Do you fast? Prove it by doing good works. If you see someone in need, take pity on them. If you see a friend being honored, don't get jealous of him or her. For a true fast, you cannot fast only with your mouth. You must fast with your eyes, your ears, your feet, your hands, and all parts of your body."


And a priest once told me: "fasting without prayer is dieting."

This is central to the Orthodox understanding of fasting = its not just about the food. Even though it looks like its about food, its not. However, I could say fasting is the spotlight that shines in all the dark spaces. It was amazing (and frightening even) that what I didn't put in my mouth effected how much I noticed I wasn't all that "together" as I might have otherwise convinced myself. Suddenly, I noticed how easy it was to get annoyed or short tempered. My thoughts weren't as Christian and loving as I would have liked them to be either. I became aware of my own spiritual shortcomings and laziness.

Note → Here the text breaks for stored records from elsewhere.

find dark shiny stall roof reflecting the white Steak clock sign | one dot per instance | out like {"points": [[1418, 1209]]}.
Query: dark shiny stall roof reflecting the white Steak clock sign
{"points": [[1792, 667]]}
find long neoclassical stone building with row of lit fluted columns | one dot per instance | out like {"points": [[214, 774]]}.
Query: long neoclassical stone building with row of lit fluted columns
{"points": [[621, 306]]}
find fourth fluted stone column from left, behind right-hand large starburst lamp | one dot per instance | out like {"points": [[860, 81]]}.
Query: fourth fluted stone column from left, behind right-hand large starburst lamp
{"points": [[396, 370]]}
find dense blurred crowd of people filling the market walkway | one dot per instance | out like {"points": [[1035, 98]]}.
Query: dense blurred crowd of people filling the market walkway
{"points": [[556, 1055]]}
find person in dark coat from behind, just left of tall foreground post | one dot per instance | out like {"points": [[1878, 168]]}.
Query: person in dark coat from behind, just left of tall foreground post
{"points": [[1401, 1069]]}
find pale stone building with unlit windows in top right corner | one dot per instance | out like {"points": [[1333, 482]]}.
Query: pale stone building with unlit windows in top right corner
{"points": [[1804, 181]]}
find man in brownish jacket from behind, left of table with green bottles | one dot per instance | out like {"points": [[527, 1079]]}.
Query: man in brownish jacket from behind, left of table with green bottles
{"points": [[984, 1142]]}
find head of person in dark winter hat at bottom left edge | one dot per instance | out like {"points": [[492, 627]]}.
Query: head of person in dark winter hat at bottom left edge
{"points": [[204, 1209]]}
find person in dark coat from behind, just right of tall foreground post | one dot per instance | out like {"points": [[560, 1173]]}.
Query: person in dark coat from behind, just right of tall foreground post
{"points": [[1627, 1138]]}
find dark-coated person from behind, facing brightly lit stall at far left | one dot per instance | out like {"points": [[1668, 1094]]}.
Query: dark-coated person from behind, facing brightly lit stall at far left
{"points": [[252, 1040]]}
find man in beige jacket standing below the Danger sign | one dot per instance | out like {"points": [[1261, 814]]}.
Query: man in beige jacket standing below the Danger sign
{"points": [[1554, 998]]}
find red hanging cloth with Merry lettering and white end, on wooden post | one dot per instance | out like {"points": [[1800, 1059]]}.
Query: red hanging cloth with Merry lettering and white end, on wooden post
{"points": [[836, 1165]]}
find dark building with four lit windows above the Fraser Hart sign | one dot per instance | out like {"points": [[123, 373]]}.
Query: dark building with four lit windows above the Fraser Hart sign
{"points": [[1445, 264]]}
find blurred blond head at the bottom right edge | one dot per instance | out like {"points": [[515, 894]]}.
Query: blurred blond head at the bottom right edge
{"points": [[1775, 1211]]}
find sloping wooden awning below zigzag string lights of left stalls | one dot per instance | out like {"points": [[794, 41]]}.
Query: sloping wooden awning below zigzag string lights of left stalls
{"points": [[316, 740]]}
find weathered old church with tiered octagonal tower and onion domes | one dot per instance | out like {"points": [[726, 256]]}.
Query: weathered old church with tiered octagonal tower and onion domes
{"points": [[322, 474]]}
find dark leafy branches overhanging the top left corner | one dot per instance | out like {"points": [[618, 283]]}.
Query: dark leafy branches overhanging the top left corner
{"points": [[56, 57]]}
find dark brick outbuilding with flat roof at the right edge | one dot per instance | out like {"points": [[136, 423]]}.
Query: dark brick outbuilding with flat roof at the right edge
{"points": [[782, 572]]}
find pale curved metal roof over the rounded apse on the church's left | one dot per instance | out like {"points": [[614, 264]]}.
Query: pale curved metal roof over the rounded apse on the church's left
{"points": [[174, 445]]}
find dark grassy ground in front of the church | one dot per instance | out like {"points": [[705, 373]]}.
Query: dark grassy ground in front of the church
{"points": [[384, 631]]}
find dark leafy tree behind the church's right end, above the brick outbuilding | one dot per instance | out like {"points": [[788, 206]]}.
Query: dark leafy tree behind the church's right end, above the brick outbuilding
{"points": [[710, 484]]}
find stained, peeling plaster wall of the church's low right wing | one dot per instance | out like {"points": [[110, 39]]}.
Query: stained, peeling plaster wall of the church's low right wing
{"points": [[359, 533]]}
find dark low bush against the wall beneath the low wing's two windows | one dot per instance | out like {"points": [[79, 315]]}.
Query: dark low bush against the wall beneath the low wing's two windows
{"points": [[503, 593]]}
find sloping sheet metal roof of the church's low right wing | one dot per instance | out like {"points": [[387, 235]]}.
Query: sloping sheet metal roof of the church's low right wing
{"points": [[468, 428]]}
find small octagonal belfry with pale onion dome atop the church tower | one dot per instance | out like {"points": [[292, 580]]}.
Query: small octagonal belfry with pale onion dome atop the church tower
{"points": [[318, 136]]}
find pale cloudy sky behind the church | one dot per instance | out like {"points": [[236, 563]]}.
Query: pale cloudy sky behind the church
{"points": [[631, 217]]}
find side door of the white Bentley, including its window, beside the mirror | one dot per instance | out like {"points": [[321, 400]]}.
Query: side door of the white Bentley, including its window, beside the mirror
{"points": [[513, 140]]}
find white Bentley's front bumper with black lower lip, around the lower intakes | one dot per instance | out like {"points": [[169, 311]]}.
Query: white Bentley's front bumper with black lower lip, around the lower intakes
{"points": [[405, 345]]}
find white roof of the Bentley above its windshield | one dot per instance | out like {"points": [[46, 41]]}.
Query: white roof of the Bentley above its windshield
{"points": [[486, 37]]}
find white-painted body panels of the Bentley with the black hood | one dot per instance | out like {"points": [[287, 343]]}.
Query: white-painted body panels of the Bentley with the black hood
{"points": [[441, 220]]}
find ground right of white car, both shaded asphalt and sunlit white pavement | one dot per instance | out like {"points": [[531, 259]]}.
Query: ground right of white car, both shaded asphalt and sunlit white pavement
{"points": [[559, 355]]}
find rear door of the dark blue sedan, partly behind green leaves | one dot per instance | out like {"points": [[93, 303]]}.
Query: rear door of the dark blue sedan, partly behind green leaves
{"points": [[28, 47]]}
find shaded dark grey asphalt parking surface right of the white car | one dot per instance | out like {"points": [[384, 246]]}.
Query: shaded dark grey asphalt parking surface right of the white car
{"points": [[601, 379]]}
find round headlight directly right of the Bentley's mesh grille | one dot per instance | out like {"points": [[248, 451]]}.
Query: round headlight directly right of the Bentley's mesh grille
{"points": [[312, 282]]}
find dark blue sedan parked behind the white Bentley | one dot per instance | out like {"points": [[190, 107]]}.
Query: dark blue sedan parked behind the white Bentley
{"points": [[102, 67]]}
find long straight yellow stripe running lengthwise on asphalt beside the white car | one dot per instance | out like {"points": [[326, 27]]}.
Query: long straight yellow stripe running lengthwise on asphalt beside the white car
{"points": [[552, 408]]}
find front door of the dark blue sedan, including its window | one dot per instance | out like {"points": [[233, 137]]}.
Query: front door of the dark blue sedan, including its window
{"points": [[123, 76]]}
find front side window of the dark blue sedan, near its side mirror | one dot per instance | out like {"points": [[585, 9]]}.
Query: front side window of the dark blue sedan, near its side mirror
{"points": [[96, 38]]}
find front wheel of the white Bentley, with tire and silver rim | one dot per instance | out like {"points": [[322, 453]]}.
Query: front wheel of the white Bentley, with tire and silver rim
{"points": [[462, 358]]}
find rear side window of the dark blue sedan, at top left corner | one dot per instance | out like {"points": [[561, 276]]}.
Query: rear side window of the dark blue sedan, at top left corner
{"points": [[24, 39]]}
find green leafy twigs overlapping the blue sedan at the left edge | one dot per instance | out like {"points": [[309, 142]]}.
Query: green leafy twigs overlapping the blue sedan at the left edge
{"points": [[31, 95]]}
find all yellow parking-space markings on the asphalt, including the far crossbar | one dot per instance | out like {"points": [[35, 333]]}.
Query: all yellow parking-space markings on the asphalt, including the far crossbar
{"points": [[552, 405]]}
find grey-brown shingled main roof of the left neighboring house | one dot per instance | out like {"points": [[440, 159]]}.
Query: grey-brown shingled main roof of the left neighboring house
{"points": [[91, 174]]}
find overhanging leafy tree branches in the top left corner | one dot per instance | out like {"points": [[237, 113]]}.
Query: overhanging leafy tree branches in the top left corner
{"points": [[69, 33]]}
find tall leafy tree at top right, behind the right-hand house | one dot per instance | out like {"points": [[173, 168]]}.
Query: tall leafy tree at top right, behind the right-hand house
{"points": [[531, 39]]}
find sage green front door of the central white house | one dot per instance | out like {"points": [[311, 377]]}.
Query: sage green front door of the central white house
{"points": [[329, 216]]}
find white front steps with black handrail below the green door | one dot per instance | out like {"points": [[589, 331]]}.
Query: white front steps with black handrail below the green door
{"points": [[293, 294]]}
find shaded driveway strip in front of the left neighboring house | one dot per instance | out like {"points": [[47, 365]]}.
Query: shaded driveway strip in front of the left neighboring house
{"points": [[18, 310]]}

The Lenten journey was long but a good learning experience. I fell many times and clung to God. When I reached that Paschal night it really was the Feast of all Feasts. When we got home from the services before dawn, I wanted to turn on all the lights and wake up the rest of the house and all the neighbors, shouting "Haven't your heard? Christ is Risen! Indeed He is Risen!"

____________


Thank you, Deb.

If you are interested in learning more about the Eastern Orthodox church, Deb has links on her blog, not to mention her great posts!

In my next post on this subject, Nissa will share her experience with fasting from a Roman Catholic perspective.

2 comments:

Bob said...

hey kerry!

nice post here - there are so many misconceptions about fasting and lent - especially amongst protestants. lent was never intended to be a "give up something bad/something you really like for 40 days" - which is kinda what it has morphed into.

the 40 days is the first clue - lent actually lasts for longer than 40 days! this is because the things you do for lent are not intended to be a 7 day a week activity - there are built in "days off". why would they build in "days off" if it's intended for you to give up chocolate, or smoking, or whatever? lent is NOT intended for those things.

the deprivations of lent, as you stated, are intended to be replaced by devotional time. the idea that when you eat something different, something limiting, for an extended period of time, AND use that time to focus on god, then you are able to clear away the clutter and approach god with a cleansed mind, body, and spirit.

in fact, the word "fasting" has taken on a very different meaning over the centuries. when jesus went into the desert for 40 days (which, by the way, may have not been 40 actual days - in biblical times the number 40 was often used to denote "many" - like we often use "a million" in modern times), he fasted. but most likely that did NOT mean he went totally without food and water for more than a month. there was a strong ascetic tradition of fasting - it was well known in that time (in fact, john the baptist was a big faster). fasting didn't mean starving yourself, but instead it meant going out into the desert alone, into highly isolated conditions, and eating a highly limited diet - thus allowing you to put your focus entirely on god.

all that said, in my opinion a person who gives up eating out just once a week, donates that money to charity, and spends that one night in devotion and prayer is far closer to the true spirit of lent than someone who completely gives up a laundry list of items, but otherwise lives their regular lives....

Kerry - A Ten O'Clock Scholar said...

Thanks, Bob. (Everyone say, "Hi" to Bob - he's an old friend from college!) Some excellent and thoughtful words, here.

In all things, He wants us to no longer "otherwise live (our) regular lives". Keeping rules is always easier than real heart change!